O ajuste compensatório é uma opção do contribuinte e tem por objetivo reduzir o efeito da dupla tributação do grupo multinacional, decorrente de transação que não atende ao princípio Arm’s Length. O valor do ajuste pode incorrer na redução da lucratividade da entidade brasileira, proveniente de situações em que a empresa, como parte testada, apresenta resultado superior ao intervalo ou parâmetro de mercado ou em que a entidade no exterior, como parte testada, apresente resultado inferior a estes parâmetros. No caso de o valor resultar no aumento da lucratividade no Brasil, temos o efeito oposto nas partes testadas para correção do resultado da transação controlada.

A existência de um ajuste de preços de transferência, em que haverá impacto no lucro tributável em uma das partes envolvidas, de modo a alinhar o preço da transação ao princípio Arm’s Length, termina por tributar duplamente o montante incorrido entre as partes, incorrendo no aumento do lucro tributável, por meio do ajuste, de uma das partes sem a compensação equivalente na outra entidade. Desta maneira, o ajuste compensatório evita o impacto da dupla tributação, sem prejudicar o resultado tributável da parte testada.

De modo a exemplificar a aplicação do ajuste, podemos considerar uma empresa brasileira exportadora de serviços que precifica suas vendas no mercado externo por meio de aplicação de margem sobre o custo total incorrido (custos diretos, custos indiretos e despesas operacionais). Neste caso, a aplicação do método Margem Líquida da Transação (MLT), para o qual é necessário identificar a margem liquida obtida em transações entre empresas não relacionadas, se demonstra como razoável.

O intervalo de lucratividade, destacado a seguir, apresenta quartil inferior de 10% e quartil superior de 15%. Caso a empresa brasileira apresente margem neste intervalo, considera-se atendido o princípio Arm’s Length.
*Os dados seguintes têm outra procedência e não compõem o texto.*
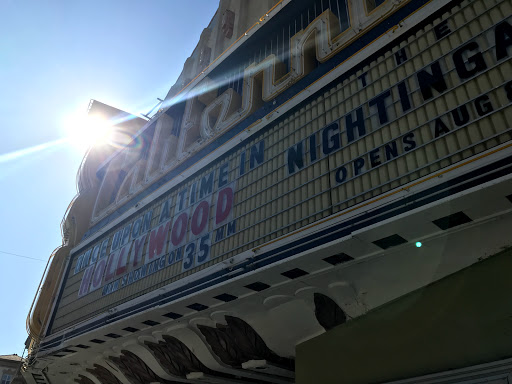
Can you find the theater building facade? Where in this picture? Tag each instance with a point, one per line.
(325, 196)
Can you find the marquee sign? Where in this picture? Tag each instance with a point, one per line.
(442, 96)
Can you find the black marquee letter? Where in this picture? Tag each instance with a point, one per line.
(295, 157)
(440, 128)
(350, 125)
(435, 80)
(380, 102)
(503, 36)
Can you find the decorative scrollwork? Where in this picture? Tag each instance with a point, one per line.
(136, 370)
(237, 342)
(176, 357)
(327, 312)
(103, 375)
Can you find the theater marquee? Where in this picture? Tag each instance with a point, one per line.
(439, 96)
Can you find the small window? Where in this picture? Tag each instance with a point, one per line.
(372, 4)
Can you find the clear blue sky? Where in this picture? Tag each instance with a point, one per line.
(54, 57)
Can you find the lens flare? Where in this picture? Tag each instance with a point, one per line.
(88, 131)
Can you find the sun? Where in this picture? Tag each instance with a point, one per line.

Por outro lado, se a margem estiver abaixo desse intervalo, será necessário efetuar um ajuste de preços de transferência.

No exemplo acima, o Momento 1 apresenta indicador de lucratividade fora do intervalo apropriado, resultando na necessidade de ajuste na base de cálculo do IRPJ e CSLL no valor de 64,00, considerando o cálculo pela mediana da amostragem, como exigido pelo parágrafo 4º do artigo 16 da Lei 14.596/23.
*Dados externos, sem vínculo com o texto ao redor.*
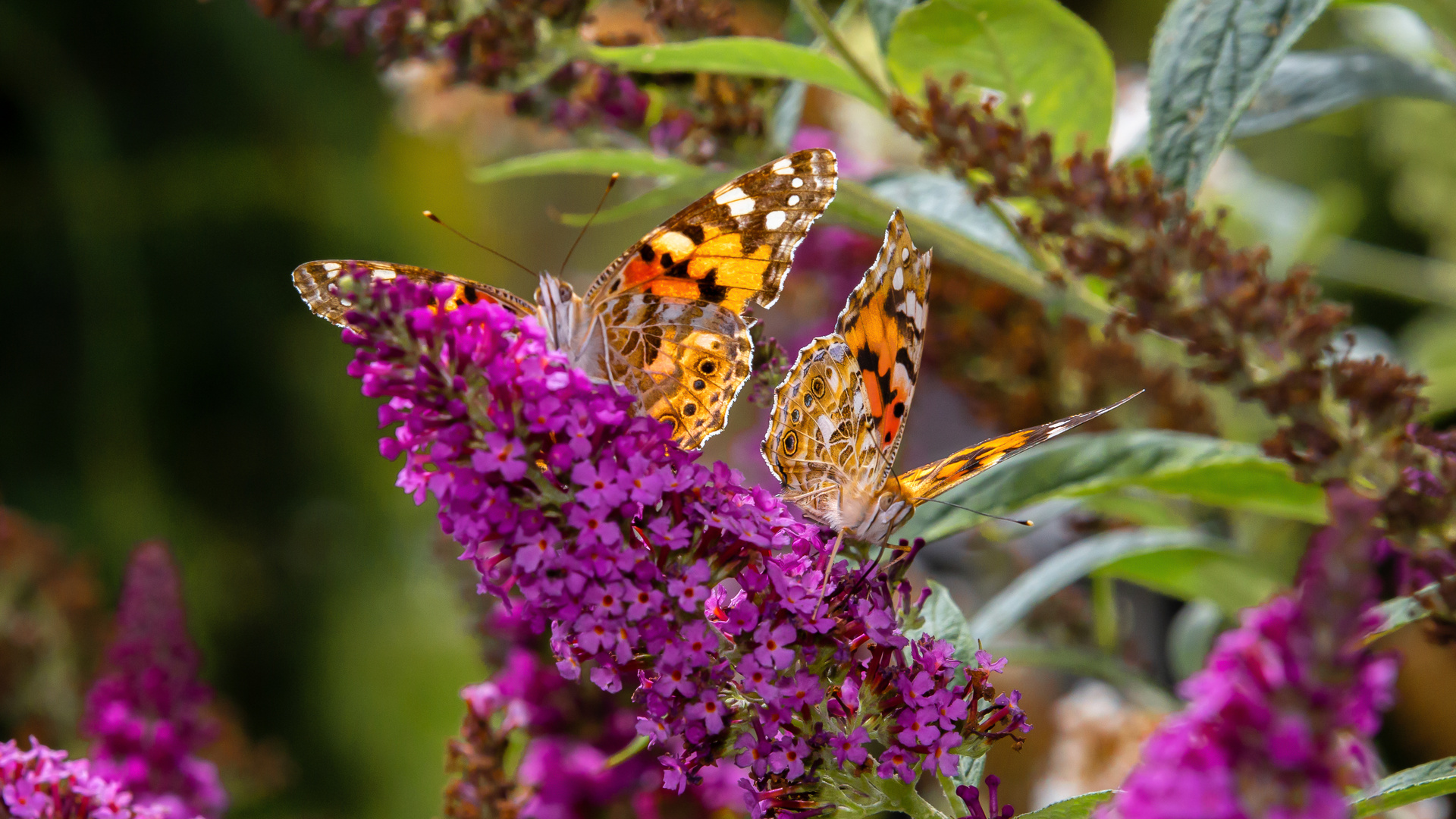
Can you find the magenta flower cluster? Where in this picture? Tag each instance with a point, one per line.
(44, 784)
(1279, 722)
(653, 572)
(565, 757)
(147, 713)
Sendo possível a emissão de uma nota complementar no montante do ajuste, antes do encerramento dos livros contábeis e antes do envio da ECF, o contribuinte pode se valer do ajuste compensatório. Neste caso, além da emissão da nota, será necessária a contabilização do valor de forma permanente nos registros contábeis como uma receita operacional, assim como indicado no Momento 2 do exemplo.  

Para o contribuinte brasileiro – parte testada nesta operação –, o resultado tributável será essencialmente o mesmo. O Momento 1 apresenta Lucro de 50,00 e demandaria a adição do ajuste de preços de transferência no montante de 64,00, passando a apresentar um lucro tributável de 114,00. Após o ajuste compensatório, o Momento 2 apresenta exatamente o lucro de 114,00 e não requer outros ajustes de preços de transferência. No entanto, para a contraparte no exterior, a despesa com o serviço prestado pelo Brasil passa de 1.000,00 para 1.064,00, resultando em uma redução da base tributável da contraparte e terminando com a dupla tributação caso a empresa se mantivesse no Momento 1.  

Ademais das vantagens do ajuste compensatório para o grupo multinacional, é importante entender se as regras de governança e se os sistemas contábeis e fiscais utilizados permitem a formalização de notas complementares e reconhecimentos de receitas, custos ou despesas após a conclusão do ano-calendário civil, e em qual momento os livros contábeis são encerrados. Este é um tema que cada contribuinte deve avaliar, além de ser suportado por análises pautadas nas informações que melhor refletem o resultado da parte testada, com indicações precisas dos intervalos ou parâmetros de comparáveis para estimar os eventuais ajustes.